Pendant le confinement, les journalistes se sont débrouillés pour alimenter leurs journaux télévisés, notamment en demandant aux gens de se filmer eux-mêmes lorsqu’ils ne pouvaient pas tourner. Du côté de France Télévisions, les interviews via Skype ont été privilégiées pour éviter les contacts physiques. Une solution que l’on retrouve dans les JT traditionnels, sur les chaînes d’information en continu, mais qui n’est pas tenable à long terme selon Josselin Debraux. « Je ne crois pas que ce soit très beau pour le téléspéctateur d’avoir l’image d’une bibliothèque ou d’un fond blanc quand quelqu’un prend la parole ».
Autre tendance apparue pendant le confinement : les directs depuis chez soi. Dans le 20 heures de France 2 par exemple, la rubrique vrai-faux met en scène un journaliste qui débusque les fake news en se filmant chez lui sur son canapé. Et les correspondants font parfois des duplex depuis leur balcon. Pour François-Xavier Ménage, cette pratique ne peut pas se généraliser.

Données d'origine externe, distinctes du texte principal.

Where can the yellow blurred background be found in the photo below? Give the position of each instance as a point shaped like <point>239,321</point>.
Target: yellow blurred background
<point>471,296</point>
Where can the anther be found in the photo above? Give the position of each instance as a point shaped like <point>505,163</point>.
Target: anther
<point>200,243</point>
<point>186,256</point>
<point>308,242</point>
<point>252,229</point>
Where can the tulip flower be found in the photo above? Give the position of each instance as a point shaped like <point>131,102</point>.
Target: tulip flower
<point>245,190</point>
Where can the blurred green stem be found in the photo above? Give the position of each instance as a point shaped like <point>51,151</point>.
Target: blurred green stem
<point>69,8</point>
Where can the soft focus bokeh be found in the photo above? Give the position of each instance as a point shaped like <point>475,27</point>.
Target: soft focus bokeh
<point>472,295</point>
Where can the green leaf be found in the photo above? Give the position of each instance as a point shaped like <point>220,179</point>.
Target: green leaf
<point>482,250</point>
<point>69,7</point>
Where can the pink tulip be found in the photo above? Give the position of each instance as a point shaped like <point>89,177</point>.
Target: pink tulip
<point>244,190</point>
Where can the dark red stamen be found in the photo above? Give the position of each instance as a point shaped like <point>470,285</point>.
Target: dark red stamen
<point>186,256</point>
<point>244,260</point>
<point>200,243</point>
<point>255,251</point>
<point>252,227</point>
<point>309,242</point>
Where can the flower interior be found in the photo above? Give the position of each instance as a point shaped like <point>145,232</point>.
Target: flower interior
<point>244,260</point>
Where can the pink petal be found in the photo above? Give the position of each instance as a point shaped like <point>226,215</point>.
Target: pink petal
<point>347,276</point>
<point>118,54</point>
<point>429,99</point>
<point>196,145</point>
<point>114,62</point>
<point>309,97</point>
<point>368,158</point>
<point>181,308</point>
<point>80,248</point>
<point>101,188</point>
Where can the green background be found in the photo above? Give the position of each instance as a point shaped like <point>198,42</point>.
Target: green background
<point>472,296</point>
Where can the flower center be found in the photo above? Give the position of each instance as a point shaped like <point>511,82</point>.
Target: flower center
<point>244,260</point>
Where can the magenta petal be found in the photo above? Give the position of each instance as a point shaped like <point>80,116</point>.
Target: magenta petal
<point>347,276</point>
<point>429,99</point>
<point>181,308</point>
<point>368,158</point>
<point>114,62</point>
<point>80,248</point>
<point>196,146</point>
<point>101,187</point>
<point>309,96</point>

« La qualité d’image n’est pas incroyable, et on apporte moins d’informations quand on est sur son balcon que quand on est devant une place à Rome où il n’y a plus personne parce que la ville est confinée ». Selon lui, ces nouvelles pratiques sont justifiées pour des raisons de sécurité, mais « dès l’instant où le virus disparaîtra, on reviendra à une forme classique » parce qu’il y a une prime à l’image dans les grands rendez-vous d’information, en particulier sur TF1 et France 2.
Moins de journalistes donc moins de reportages
A cause du Covid-19, France Télévisions a réduit ses effectifs et a eu recours au télétravail. « Il y a beaucoup moins de journalistes qu’avant de début de l’épidémie », explique Josselin Debraux. Le service enquêtes et reportages est passé de seize à six ou huit personnes, et plusieurs CDD n’ont pas été renouvelés. Résultat : moins de reportages car moins de journalistes sur place.

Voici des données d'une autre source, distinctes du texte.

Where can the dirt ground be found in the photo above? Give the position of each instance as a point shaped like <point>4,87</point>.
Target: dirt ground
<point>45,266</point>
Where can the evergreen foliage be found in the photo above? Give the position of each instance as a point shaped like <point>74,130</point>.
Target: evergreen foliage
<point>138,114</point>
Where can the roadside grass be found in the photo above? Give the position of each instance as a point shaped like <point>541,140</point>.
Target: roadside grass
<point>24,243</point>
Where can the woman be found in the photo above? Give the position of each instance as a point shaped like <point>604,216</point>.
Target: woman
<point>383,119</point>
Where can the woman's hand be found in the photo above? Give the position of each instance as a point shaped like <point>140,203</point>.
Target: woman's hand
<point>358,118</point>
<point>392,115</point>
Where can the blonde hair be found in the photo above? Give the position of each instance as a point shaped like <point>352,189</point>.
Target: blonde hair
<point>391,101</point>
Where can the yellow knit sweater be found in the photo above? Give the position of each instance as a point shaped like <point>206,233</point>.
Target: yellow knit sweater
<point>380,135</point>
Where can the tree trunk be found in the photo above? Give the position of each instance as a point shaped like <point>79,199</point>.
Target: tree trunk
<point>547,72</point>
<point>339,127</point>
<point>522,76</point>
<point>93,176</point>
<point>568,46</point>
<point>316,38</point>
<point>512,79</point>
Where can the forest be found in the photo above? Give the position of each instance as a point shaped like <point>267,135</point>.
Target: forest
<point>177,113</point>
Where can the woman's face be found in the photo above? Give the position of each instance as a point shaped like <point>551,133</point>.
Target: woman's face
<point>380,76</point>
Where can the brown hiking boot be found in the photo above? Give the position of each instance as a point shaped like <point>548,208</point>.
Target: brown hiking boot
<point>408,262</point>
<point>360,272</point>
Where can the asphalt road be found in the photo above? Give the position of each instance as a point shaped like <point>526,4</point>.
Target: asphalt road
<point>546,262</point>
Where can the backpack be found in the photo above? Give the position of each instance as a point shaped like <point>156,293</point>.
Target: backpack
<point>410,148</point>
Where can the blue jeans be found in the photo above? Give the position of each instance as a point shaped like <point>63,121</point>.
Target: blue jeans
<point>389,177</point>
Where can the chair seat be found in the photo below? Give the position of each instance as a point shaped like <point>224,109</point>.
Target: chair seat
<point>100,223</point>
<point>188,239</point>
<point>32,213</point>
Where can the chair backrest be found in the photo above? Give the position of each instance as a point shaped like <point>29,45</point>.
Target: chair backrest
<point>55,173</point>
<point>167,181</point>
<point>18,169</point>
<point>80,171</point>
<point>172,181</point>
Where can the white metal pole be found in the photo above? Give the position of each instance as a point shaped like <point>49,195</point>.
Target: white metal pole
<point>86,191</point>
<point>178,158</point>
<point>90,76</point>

L’autre limite, c’est aussi le risque d’attraper le virus. D’après un document que nous nous sommes procuré, France Télévisions recensait, lundi 25 mai, 273 cas diagnostiqués de Covid-19 depuis le début de la crise sanitaire. Josselin Debraux entre dans les statistiques. « J’ai eu tous les symptômes classiques un peu avant le début du confinement, fièvre, toux, frissons ».
Le journaliste a été mis en quarantaine et a repris le travail trois semaines plus tard. Selon lui, cela est dû au fait que les journalistes ne savaient pas bien se protéger au départ. « Les règles n’étaient pas très claires et ceux qui partaient ne respectaient pas forcément les mesures barrières ». Des mesures qui aujourd’hui sont appliquées sans problème.

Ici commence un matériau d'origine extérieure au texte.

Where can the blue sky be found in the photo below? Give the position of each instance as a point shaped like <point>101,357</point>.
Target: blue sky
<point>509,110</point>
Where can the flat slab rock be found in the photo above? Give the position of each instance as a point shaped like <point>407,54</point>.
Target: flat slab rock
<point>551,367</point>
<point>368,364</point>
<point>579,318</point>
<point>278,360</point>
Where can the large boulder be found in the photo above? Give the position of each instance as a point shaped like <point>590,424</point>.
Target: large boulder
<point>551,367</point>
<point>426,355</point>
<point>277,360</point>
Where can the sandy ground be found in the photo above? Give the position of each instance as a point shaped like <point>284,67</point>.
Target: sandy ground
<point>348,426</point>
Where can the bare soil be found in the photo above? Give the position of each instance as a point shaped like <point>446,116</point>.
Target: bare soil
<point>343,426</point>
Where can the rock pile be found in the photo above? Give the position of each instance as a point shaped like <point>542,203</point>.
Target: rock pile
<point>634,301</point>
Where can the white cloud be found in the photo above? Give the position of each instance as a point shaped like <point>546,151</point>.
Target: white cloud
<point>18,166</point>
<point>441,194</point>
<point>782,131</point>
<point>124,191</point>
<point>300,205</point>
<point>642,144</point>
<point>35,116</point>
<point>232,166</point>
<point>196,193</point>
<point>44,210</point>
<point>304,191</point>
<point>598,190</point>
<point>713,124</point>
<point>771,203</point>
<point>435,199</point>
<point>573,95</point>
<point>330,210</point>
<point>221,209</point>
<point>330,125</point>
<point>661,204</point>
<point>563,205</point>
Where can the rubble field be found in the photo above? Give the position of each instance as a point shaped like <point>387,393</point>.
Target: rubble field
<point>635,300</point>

Avec des indicateurs plutôt favorables et la circulation du virus qui reste faible, les journalistes espérent un retour à la normale au plus vite. Mais pour l’instant, c’est toujours l’incertitude. Josselin Debraux l’avoue, il ne sait pas si la façon de travailler des journalistes sera la même après la fin de la crise. En attendant, à France Télévisions, « les mesures exceptionnelles devraient durer jusqu’à la fin du mois de juin », conclut-il.